In 1984 he moved back to the then Transvaal, first to the Methodist congregation in Roodepoort where he stayed until 1987, then in 1988 to Soweto, where he went to reside in Orlando West amongst the members of his congregation. At the same time he taught in divinity at the John Wesley College from 1994 to 1997.

Living in Soweto during the turbulent political time of the apartheid years, the Reverend Peter Storey remarks, “Paul won the hearts of the Soweto community through his identification with their struggle”. 

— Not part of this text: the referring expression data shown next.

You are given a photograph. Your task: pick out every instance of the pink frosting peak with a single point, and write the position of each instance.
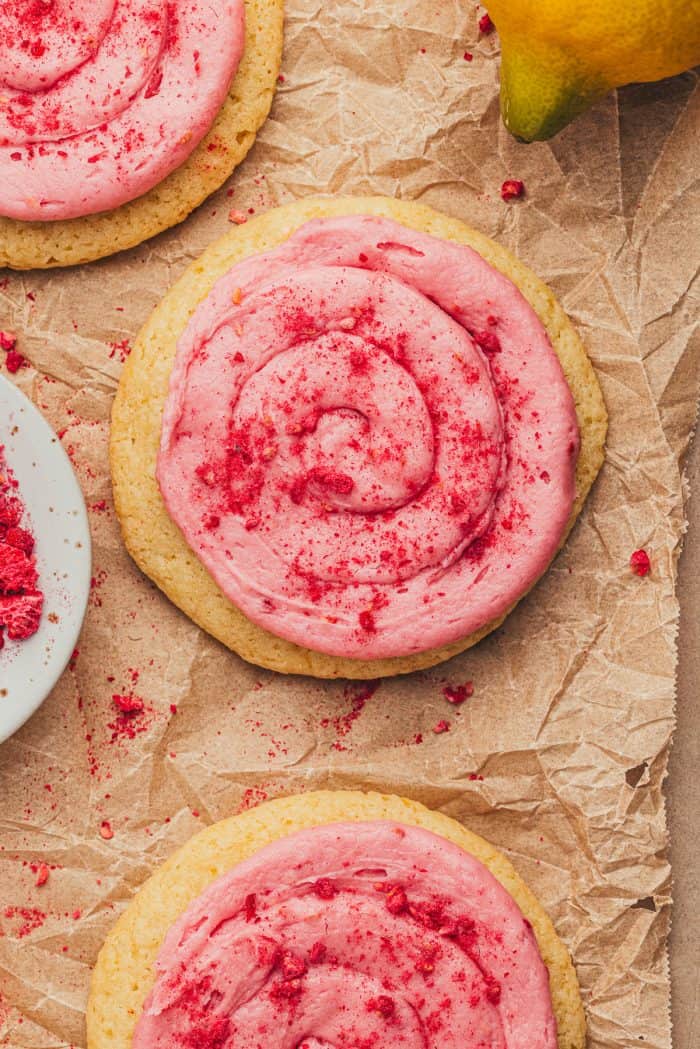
(103, 99)
(368, 440)
(352, 936)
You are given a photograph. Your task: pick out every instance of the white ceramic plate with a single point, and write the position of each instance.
(56, 514)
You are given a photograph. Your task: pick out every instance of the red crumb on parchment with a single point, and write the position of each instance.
(120, 349)
(640, 563)
(21, 598)
(458, 693)
(512, 189)
(14, 360)
(359, 697)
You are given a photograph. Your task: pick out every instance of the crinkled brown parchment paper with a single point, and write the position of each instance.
(559, 755)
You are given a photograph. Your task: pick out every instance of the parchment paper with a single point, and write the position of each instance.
(559, 755)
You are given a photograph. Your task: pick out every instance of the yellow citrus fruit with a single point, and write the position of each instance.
(560, 56)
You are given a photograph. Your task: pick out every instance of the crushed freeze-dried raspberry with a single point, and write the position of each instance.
(640, 563)
(20, 614)
(14, 362)
(512, 189)
(382, 1004)
(128, 704)
(488, 341)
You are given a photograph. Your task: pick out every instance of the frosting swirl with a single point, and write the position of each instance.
(100, 100)
(368, 440)
(352, 936)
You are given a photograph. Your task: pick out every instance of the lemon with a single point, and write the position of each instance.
(558, 57)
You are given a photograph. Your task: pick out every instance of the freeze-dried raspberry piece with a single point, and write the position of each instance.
(11, 511)
(21, 615)
(17, 571)
(20, 538)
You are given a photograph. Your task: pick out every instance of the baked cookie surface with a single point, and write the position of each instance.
(151, 536)
(44, 244)
(124, 973)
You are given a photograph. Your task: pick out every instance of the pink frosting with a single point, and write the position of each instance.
(368, 440)
(352, 936)
(102, 99)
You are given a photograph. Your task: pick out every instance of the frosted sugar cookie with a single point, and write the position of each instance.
(120, 116)
(335, 919)
(353, 436)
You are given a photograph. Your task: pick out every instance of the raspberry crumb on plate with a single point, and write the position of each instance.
(44, 559)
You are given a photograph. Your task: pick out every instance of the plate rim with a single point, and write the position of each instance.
(48, 435)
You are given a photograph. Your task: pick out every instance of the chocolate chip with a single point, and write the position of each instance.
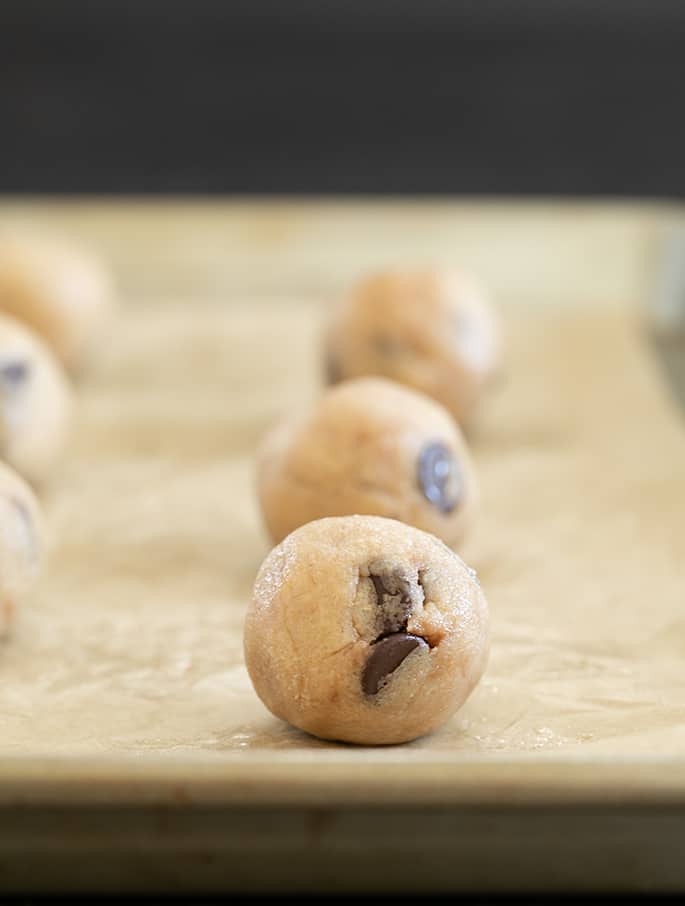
(14, 373)
(439, 477)
(393, 594)
(386, 656)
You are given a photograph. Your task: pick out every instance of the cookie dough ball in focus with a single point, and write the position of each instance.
(372, 447)
(35, 403)
(431, 330)
(21, 543)
(365, 630)
(60, 290)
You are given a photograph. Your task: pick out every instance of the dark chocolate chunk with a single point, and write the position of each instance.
(386, 656)
(440, 477)
(14, 373)
(394, 600)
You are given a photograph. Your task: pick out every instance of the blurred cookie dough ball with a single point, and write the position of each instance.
(368, 446)
(21, 543)
(365, 630)
(35, 403)
(431, 330)
(59, 289)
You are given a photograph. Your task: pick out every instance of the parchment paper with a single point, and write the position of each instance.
(132, 642)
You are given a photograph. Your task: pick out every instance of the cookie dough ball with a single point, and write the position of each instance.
(21, 543)
(372, 447)
(35, 403)
(431, 330)
(60, 290)
(365, 630)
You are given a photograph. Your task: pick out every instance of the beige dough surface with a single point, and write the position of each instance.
(132, 643)
(333, 609)
(58, 288)
(432, 329)
(368, 446)
(35, 403)
(22, 544)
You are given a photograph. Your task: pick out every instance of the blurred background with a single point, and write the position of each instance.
(344, 96)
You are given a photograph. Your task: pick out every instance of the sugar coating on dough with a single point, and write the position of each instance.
(60, 289)
(35, 403)
(433, 330)
(337, 592)
(368, 446)
(21, 543)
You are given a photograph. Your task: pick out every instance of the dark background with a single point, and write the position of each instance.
(271, 96)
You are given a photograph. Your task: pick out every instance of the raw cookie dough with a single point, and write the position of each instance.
(60, 290)
(35, 403)
(365, 630)
(368, 446)
(432, 330)
(21, 543)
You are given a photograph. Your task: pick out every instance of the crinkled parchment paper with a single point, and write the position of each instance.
(132, 643)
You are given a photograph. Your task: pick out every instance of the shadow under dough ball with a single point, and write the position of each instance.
(21, 543)
(373, 447)
(365, 630)
(432, 330)
(35, 403)
(59, 289)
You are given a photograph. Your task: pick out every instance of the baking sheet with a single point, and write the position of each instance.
(132, 643)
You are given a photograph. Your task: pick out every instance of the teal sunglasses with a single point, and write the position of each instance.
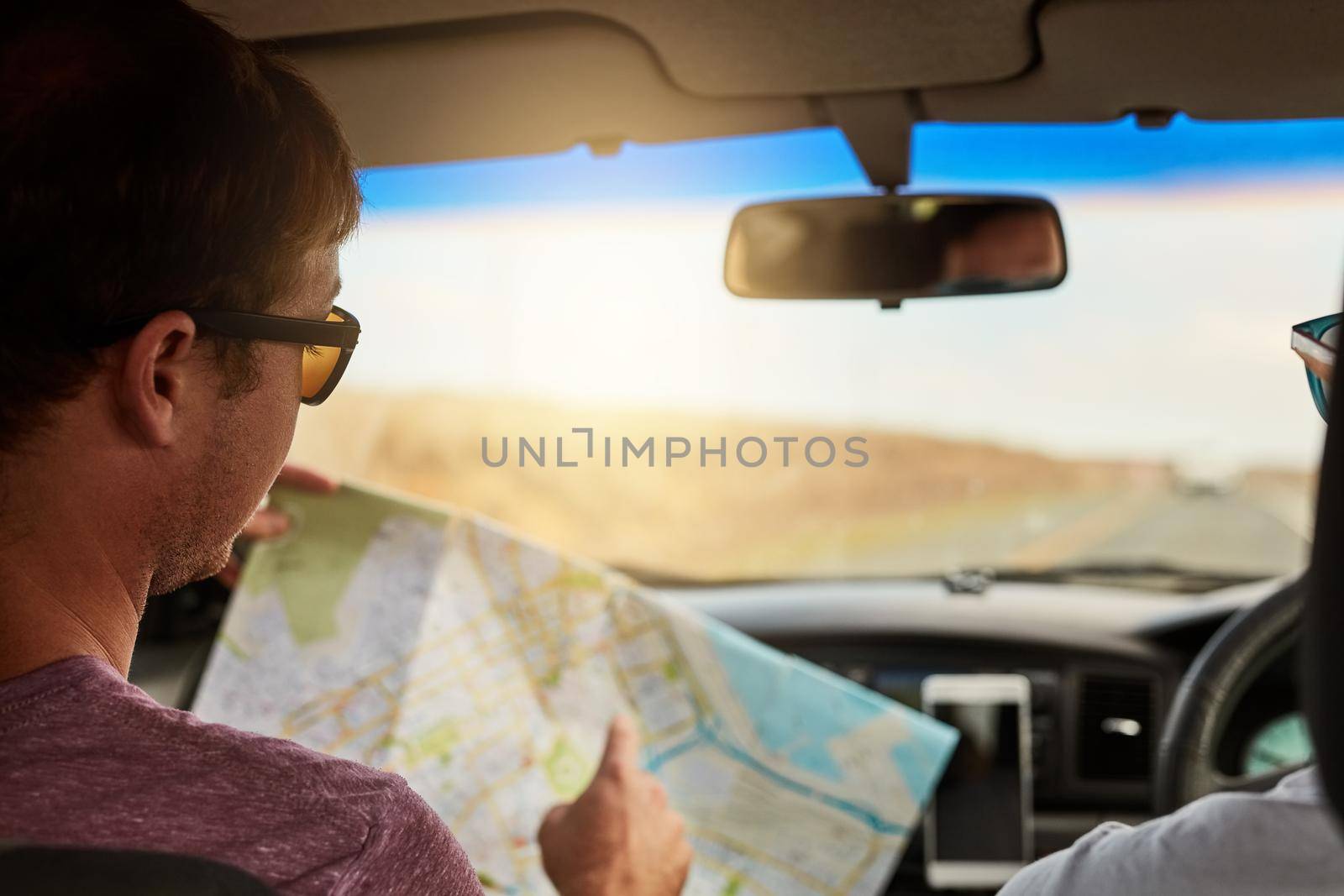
(1316, 342)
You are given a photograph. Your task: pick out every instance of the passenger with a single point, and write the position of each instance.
(1227, 844)
(158, 176)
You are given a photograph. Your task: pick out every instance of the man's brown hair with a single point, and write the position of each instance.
(150, 160)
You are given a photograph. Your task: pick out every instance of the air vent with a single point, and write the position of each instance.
(1115, 728)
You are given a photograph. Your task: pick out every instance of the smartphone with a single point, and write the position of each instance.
(978, 829)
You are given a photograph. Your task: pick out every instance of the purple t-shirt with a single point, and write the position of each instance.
(87, 759)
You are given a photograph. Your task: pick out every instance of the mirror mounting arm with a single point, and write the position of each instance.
(878, 129)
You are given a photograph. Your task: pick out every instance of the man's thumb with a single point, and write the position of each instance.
(554, 817)
(622, 746)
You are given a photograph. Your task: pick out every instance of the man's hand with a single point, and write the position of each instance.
(620, 837)
(269, 523)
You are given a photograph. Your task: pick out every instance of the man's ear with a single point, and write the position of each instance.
(154, 376)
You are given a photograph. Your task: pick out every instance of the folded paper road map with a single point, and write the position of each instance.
(484, 669)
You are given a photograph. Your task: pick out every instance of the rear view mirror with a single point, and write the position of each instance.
(894, 248)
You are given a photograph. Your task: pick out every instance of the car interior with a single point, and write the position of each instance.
(1169, 647)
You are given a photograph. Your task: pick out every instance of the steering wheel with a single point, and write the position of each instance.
(1222, 672)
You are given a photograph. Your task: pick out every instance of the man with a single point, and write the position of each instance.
(1229, 844)
(172, 204)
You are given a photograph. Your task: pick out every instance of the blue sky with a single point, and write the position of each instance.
(1005, 156)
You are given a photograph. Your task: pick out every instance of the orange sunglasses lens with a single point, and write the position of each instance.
(319, 363)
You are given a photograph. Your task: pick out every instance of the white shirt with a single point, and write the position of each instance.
(1284, 842)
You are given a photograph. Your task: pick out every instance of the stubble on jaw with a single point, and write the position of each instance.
(192, 537)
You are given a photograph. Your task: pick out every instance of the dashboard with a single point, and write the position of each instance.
(1104, 667)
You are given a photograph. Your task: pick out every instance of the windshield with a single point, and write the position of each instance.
(549, 342)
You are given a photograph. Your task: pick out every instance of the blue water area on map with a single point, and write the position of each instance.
(797, 708)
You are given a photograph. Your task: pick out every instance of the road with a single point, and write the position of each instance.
(1236, 532)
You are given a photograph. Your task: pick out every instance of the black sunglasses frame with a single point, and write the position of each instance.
(343, 335)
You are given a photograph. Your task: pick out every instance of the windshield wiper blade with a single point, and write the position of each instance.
(1175, 578)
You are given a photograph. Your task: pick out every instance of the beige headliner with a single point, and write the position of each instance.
(438, 80)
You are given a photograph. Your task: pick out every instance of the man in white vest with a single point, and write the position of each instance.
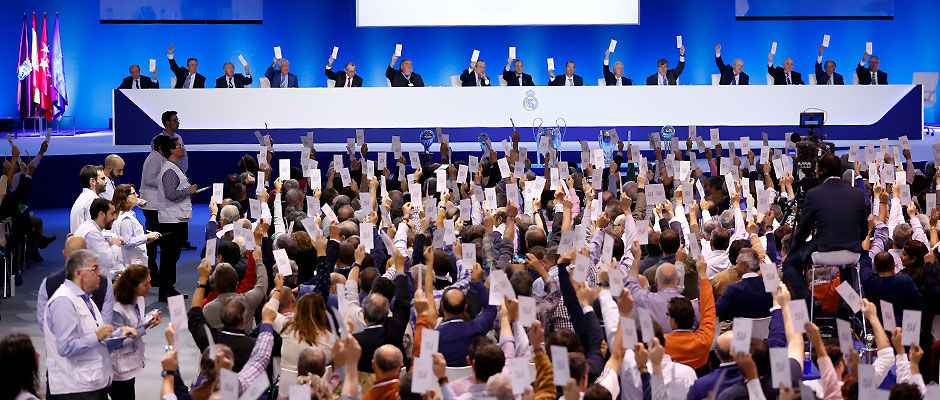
(78, 342)
(176, 209)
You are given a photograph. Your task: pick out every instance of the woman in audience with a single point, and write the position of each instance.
(307, 327)
(127, 226)
(129, 289)
(19, 368)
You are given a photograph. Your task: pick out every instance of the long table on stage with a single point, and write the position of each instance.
(211, 116)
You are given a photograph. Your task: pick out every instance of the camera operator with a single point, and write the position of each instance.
(836, 216)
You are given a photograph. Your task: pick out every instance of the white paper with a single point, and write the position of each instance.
(910, 328)
(742, 329)
(779, 367)
(850, 296)
(422, 378)
(178, 312)
(561, 372)
(771, 277)
(519, 372)
(887, 316)
(798, 315)
(527, 310)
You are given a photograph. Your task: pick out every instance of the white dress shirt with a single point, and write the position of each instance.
(79, 213)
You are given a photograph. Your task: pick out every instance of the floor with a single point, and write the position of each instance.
(18, 314)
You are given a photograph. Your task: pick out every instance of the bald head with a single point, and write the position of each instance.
(72, 244)
(667, 276)
(387, 360)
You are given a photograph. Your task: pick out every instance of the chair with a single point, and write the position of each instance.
(455, 373)
(929, 82)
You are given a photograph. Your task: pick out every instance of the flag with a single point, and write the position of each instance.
(45, 79)
(23, 70)
(58, 93)
(34, 73)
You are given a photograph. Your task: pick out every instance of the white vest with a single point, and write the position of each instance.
(85, 372)
(131, 254)
(128, 361)
(171, 212)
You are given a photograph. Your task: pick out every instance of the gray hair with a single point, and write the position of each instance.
(748, 257)
(667, 279)
(902, 234)
(727, 219)
(229, 214)
(77, 260)
(388, 358)
(499, 386)
(375, 308)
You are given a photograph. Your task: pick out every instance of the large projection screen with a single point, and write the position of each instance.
(496, 12)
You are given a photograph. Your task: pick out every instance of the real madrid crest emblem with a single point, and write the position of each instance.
(530, 103)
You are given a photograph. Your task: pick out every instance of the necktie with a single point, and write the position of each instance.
(91, 308)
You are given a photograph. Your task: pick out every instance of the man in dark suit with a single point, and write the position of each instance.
(455, 332)
(569, 79)
(403, 77)
(515, 76)
(281, 78)
(836, 216)
(730, 74)
(871, 75)
(829, 75)
(783, 75)
(382, 329)
(615, 78)
(664, 75)
(346, 79)
(137, 81)
(475, 75)
(186, 78)
(747, 297)
(231, 79)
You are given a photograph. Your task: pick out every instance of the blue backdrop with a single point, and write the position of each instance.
(97, 55)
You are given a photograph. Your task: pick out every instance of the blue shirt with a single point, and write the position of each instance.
(64, 324)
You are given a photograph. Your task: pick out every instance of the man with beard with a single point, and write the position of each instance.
(108, 251)
(93, 183)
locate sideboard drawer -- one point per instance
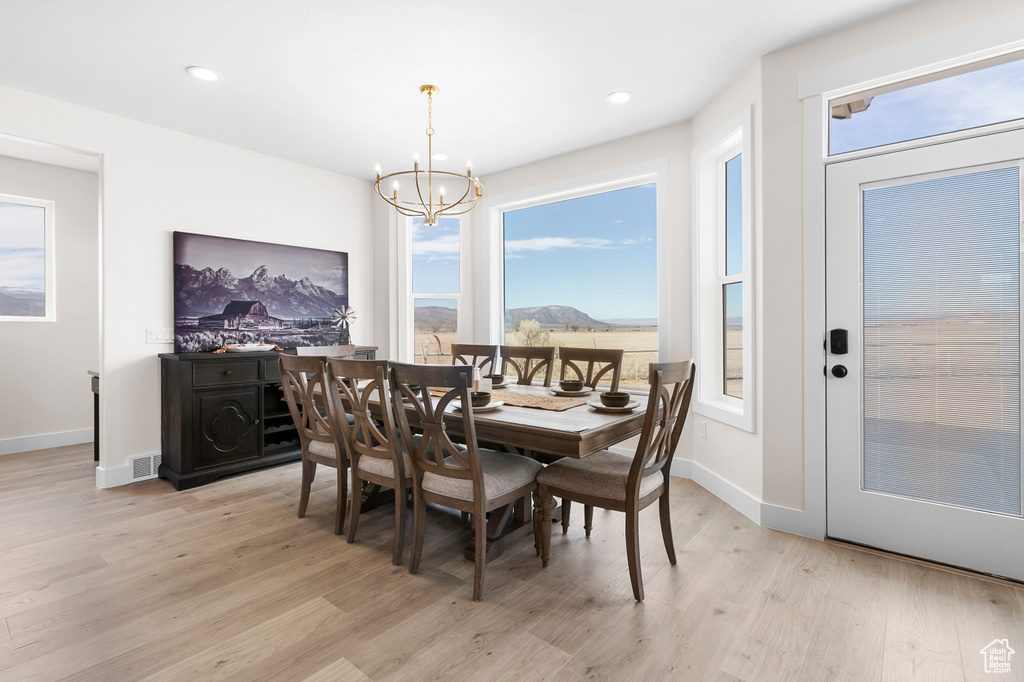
(219, 374)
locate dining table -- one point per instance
(577, 432)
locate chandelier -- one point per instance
(426, 203)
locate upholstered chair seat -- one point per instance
(503, 472)
(601, 474)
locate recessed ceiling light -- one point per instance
(204, 74)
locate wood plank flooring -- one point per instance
(224, 583)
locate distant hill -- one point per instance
(22, 302)
(550, 315)
(633, 322)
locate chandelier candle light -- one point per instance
(426, 206)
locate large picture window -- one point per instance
(435, 289)
(583, 271)
(27, 266)
(722, 279)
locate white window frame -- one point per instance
(655, 172)
(49, 241)
(709, 231)
(407, 299)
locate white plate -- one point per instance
(248, 347)
(487, 408)
(600, 407)
(585, 391)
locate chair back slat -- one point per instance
(528, 363)
(668, 405)
(435, 452)
(475, 354)
(359, 388)
(599, 361)
(302, 380)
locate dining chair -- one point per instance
(625, 483)
(475, 354)
(302, 380)
(528, 363)
(356, 387)
(599, 361)
(465, 477)
(327, 351)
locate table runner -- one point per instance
(551, 402)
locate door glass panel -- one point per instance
(941, 268)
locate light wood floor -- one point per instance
(223, 582)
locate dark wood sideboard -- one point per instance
(224, 413)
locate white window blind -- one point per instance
(942, 340)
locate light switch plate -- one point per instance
(159, 335)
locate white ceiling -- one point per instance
(335, 84)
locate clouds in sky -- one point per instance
(23, 260)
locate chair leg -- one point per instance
(537, 522)
(419, 524)
(339, 521)
(480, 529)
(663, 505)
(633, 551)
(400, 494)
(308, 469)
(547, 508)
(353, 520)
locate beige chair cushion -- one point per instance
(503, 472)
(384, 467)
(602, 474)
(323, 449)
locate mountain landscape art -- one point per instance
(236, 291)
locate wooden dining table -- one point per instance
(576, 432)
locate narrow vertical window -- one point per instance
(732, 287)
(435, 290)
(27, 269)
(722, 281)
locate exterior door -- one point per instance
(924, 407)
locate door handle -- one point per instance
(839, 342)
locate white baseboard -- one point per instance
(44, 440)
(113, 476)
(738, 499)
(762, 513)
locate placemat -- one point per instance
(552, 402)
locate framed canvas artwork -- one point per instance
(236, 291)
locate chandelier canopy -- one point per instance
(431, 200)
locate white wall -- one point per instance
(156, 181)
(46, 361)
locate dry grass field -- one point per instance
(640, 344)
(632, 339)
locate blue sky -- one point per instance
(597, 254)
(23, 262)
(564, 253)
(968, 100)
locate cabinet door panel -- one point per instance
(228, 421)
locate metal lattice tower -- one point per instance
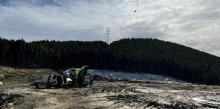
(108, 34)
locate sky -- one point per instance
(193, 23)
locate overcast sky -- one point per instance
(194, 23)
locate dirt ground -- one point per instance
(111, 95)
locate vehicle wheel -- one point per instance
(36, 85)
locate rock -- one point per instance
(10, 105)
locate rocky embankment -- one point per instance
(111, 95)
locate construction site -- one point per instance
(105, 94)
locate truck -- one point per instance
(78, 77)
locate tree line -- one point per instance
(132, 55)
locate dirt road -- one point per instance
(120, 94)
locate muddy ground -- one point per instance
(119, 94)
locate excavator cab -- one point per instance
(79, 76)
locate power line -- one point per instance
(107, 35)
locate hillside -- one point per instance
(133, 55)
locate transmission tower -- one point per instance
(108, 34)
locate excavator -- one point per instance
(77, 77)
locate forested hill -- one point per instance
(141, 55)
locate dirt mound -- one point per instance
(9, 100)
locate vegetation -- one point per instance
(141, 55)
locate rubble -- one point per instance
(109, 95)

In 1997 Paul Verryn was made Bishop of the Central District of the Methodist Church of Southern Africa. This vast congregation stretches from Vryberg in the North West through Midrand to Ennerdale, in South Johannesburg, and contains a group of 60 000 people. Paul Verryn runs various programmes in the congregation, most importantly the “Paballo ya Batho” (meaning “caring for the people”) which consists of an outreach programme for homeless people in the inner city. There is also a night feeding scheme and one which cares for sick street people.

Paul Verryn is or was involved in a wide variety of activities including teaching and training of ministers and most importantly, his spiritual and humanitarian work in caring for people offering shelter to orphans and refugees. His ministry is one of empowerment and encouragement. "The poor are quite robust despite the dissolving of their sense of worth," Bishop Verryn is quoted as saying. He tries to change the economic paradigm, and give people back a “sense of the value of themselves”. The challenge to society he states, is a stronger focus on the poorest of the poor and to “have an emphasis on what Christ did”.

In recognition of his commitment to humanitarian values and the promotion and teaching thereof it is an honour for NMMU to confer the degree of Doctor of Education (honoris causa) on PAUL VERRYN.